To his credit, the English-born American composer avoids the usual Mexican dance rhythms and tourist-trap musical tropes. Yes, Danza Petrificada calls for a large percussion battery for four players and opens with a rustle of maracas and muted trumpet. But Rands’ piece is more edgy and impressionistic than sunny homage, a moody tone poem with passing Mexican elements, glimpsed as if through a refracted lens.

Danza Petrificada is that rare work that manages to be both intelligent and individual, while also serving its functional purpose as a lively, audience-friendly, nine-minute curtain-raiser—even with the abrupt coda.

Rands was composer in residence at the Philadelphia Orchestra during part of Muti’s tenure there and the conductor clearly has a feel for his musical sensibility, drawing a vital and crackling performance from the CSO musicians.

Richard Strauss is a composer that Muti has conducted selectively over his career.

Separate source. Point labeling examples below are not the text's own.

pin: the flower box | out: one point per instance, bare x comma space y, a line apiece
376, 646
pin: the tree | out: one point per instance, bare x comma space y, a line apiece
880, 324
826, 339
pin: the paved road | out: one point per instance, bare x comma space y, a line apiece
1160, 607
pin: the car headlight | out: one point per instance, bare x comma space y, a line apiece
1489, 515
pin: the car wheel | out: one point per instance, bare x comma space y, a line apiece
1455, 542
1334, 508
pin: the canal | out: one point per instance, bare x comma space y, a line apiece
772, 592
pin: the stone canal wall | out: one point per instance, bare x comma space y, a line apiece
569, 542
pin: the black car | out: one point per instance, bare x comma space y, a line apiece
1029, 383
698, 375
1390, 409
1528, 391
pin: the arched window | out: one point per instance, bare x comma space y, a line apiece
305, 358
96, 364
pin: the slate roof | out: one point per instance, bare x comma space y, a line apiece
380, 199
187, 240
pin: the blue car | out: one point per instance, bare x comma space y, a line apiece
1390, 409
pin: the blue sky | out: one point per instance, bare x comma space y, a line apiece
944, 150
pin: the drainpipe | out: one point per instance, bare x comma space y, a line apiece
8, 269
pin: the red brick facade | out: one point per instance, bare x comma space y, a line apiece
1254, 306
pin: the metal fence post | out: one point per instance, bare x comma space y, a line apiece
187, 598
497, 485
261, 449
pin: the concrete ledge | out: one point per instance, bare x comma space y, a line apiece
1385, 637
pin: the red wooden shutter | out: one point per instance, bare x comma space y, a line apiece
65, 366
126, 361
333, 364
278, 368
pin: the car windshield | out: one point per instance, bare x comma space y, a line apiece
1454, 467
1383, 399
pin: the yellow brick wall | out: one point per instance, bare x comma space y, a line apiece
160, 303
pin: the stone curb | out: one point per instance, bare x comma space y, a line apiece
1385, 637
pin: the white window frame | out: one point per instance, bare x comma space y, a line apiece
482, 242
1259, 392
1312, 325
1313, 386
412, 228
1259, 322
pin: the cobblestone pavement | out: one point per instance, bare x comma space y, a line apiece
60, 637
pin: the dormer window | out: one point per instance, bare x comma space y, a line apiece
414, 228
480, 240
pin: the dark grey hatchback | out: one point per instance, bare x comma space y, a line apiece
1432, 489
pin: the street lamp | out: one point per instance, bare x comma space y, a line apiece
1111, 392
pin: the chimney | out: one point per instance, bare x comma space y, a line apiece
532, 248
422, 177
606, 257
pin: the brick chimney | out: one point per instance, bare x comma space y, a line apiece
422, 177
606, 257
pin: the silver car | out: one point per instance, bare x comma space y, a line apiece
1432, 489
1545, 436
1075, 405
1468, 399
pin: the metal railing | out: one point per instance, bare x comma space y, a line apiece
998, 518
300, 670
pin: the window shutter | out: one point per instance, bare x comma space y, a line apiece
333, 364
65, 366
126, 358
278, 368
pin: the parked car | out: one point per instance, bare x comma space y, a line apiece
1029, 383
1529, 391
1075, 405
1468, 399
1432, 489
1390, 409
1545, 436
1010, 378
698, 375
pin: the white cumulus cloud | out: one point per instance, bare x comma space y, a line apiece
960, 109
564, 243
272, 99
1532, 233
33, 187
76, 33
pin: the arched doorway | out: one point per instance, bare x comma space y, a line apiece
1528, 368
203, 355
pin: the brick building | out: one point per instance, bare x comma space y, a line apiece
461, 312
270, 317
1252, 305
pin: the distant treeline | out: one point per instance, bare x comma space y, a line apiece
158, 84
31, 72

Yet based on the quite glorious performance of Tod und Verklarung (Death and Transfiguration) Thursday night, this is repertoire that the Italian maestro should explore more fully—-especially since he’s now leading one of the world’s great Strauss orchestras.

The German composer’s restless, mercurial Romanticism fits Muti’s musical temperament like a well-tailored glove. The widely terraced palette was manifest from the start with the violas’ barely audible opening statement. This atmospheric, highly concentrated performance conveyed all of the richness of Strauss’s score—the dying man’s faltering heartbeat, the spirited memories of impassioned youth, the gentle rendering of the rising theme’s first appearance. The mystery and post-mortem closing section was especially inspired, and throughout Muti and the CSO brought sweep, extraordinary sensitivity and apt luminosity to this remarkable score.

Prokofiev’s Romeo and Juliet has long been a Muti favorite, the conductor having recorded a celebrated disc of the first two suites during his tenure with the Philadelphia Orchestra.

The generous 48-minute selection of excerpts from Prokofiev’s ballet performed Thursday offered most of that music, reshuffled to form a chronological narrative of the tragic love story.

This brand of high-contrast orchestral showpiece is prime meat for the CSO’s music director, and the dramatic weight, dynamic detailing and organic flow Muti and the orchestra brought to the work presented Prokofiev’s ballet as a kind of large-scale dramatic symphony.

From the malign chordal blast of Montagues and Capulets, it was clear that this would be a big-boned, very Russian take on Prokofiev’s ballet. Muti brought out the sardonic element of Masks beneath the ballroom elegance and drew playing of violent intensity and dramatic heft in The Death of Tybalt, particularly in the concluding off-kilter cortege.

One can quibble that the clear-eyed straightforward take on Juliet as a Young Girl was light on charm, but there were moments of great delicacy as well—the glowing tenderness of the string playing in Romeo and Juliet, the warmth of the violas and cellos in Friar Laurence and the majestic horns and tick-tock woodwinds in Romeo and Juliet Before Parting.

The orchestra was at their finest as a collective and individually with particularly evocative flute solos by Mathieu Dufour.

The program will be repeated 8 p.m. Friday and Saturday and 7:30 p.m Tuesday.  At Tuesday’s concert Hindemith’s Symphony in E flat will replace the Prokofiev. cso.org; 312-294-3000.